FRANKFURT (AFP) — Germany faces the prospect of a full-blown recession after key surveys on Tuesday showed business and consumer confidence falling away in Europe's economic powerhouse.
The economy contracted 0.5 percent in the three months to June and economists, in light of the latest poor data, now question whether it could tip into recession, defined as two straight quarters of falling output.
A monthly business climate index calculated by the economic research institute Ifo fell from 97.5 points in July to 94.8 points this month, its lowest level since August 2005.

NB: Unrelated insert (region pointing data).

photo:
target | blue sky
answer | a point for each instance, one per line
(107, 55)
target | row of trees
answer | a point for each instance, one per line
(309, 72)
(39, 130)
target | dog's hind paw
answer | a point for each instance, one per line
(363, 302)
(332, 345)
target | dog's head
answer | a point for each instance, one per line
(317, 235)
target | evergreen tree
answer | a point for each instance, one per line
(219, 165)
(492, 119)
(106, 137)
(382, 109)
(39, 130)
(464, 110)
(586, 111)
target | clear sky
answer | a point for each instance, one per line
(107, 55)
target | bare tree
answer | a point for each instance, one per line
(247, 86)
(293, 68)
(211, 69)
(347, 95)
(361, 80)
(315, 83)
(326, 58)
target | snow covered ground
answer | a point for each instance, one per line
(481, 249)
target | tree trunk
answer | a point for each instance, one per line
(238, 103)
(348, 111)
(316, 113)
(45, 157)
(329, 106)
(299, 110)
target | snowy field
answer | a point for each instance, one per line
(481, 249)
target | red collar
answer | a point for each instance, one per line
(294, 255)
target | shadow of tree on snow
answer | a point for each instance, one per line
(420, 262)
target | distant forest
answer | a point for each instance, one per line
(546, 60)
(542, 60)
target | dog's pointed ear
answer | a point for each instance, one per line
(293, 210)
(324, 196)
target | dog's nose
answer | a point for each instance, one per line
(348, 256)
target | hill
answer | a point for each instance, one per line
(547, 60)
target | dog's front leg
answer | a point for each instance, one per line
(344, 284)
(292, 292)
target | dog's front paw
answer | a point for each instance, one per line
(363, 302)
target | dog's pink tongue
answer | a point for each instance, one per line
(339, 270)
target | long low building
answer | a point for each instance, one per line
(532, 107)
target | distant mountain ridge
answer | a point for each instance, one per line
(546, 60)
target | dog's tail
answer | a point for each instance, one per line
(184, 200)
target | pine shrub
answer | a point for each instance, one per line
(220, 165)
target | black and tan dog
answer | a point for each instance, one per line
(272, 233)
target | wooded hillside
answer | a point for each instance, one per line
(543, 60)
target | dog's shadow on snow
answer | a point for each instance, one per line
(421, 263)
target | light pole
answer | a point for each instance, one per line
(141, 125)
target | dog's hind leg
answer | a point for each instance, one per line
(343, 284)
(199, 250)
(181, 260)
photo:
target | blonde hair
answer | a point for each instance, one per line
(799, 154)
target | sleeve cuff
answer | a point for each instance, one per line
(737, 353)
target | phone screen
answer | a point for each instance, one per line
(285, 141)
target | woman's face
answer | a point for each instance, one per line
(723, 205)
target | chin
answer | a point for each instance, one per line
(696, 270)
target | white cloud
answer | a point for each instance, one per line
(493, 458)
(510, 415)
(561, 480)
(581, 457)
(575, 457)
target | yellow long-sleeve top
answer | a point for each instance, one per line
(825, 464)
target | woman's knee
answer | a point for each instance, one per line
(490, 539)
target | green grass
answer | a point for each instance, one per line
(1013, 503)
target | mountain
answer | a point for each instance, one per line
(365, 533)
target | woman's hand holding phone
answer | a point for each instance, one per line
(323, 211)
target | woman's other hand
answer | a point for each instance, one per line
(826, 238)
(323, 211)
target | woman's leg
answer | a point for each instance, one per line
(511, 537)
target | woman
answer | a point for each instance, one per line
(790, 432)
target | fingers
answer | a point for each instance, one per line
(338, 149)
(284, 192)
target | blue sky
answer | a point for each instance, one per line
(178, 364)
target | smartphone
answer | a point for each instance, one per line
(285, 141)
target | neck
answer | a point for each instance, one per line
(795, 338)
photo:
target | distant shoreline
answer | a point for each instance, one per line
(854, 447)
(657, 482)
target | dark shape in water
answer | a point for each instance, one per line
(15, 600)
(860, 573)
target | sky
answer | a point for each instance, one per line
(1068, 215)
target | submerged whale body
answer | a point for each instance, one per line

Household confidence as measured by the GfK institute meanwhile fell to a five-year low, owing to "subdued economic prospects and the expectation of additional price hikes."
The drop in Ifo's business climate survey was the third in a row and came after the country suffered its first quarterly decrease in economic activity in four years.
A sub-index that measures expectations for the coming six months dropped from 89.9 to 87.0 points, a level not seen since a German recession in 1993.
Business leaders were increasingly pessimistic in the manufacturing, business and service sectors, Ifo found.
In manufacturing, survey participants forecast weaker support from crucial exports and said they would observe more caution in hiring.
Germany has benefitted from falling unemployment but the trend has begun to slow and could put additional pressure on consumer confidence.
"The latest data from Germany have brought further evidence that the economy has taken a turn for the worse," said economist Jennifer McKeown at Capital Economics.
She called the decline in the Ifo index "a worrying sign that the economy is slowing fast."
The only bright spot in Ifo's data was in wholesale, where the current situation was seen "as slightly positive and the outlook is assessed less critically."
But retail customers surveyed by GfK were affected by the weaker economic conditions and by "negative headlines regarding the still ongoing financial crisis."
GfK said "consumers are not interpreting the marked decrease in crude oil prices as an all-clear signal when it comes to purchasing power" because they will face higher natural gas prices in the coming months.
Andreas Rees at UniCredit Markets highlighted that the Ifo six-month outlook had posted its twelfth decline in the last 15 months and was now at its lowest level since February 1993.
UniCredit Markets put the probability of Germany sliding into recession at more than 70 percent and said the decisive factor would be whether companies continued to invest.
"Much still appears possible from a sharp, but rather brief, interruption of growth (a "technical recession") to a pronounced recession," Rees and colleague Alexander Koch wrote in a research note.
UBS economist Martin Lueck tempered that view however, saying that falls in the Ifo index "look more to us like a normalisation following a period of exaggerated optimism, rather than early signs of a deep and painful recession."
He said Germany had just "fallen back in line with its European neighbours."
For Holger Schmieding at Bank of America, "with Spain turning down, Italy struggling and France losing a lot of momentum too, a serious German downturn would not bode well for the eurozone as a whole as well, to put it mildly."
Global Insight's Timo Klein forecast the European Central Bank would "cut (interest) rates in 2009 in reaction to retreating inflation and concurrent evidence of economic weakness."
Schmieding added: "The bank may also have to explain again the rationale behind its July rate increase" to 4.25 percent.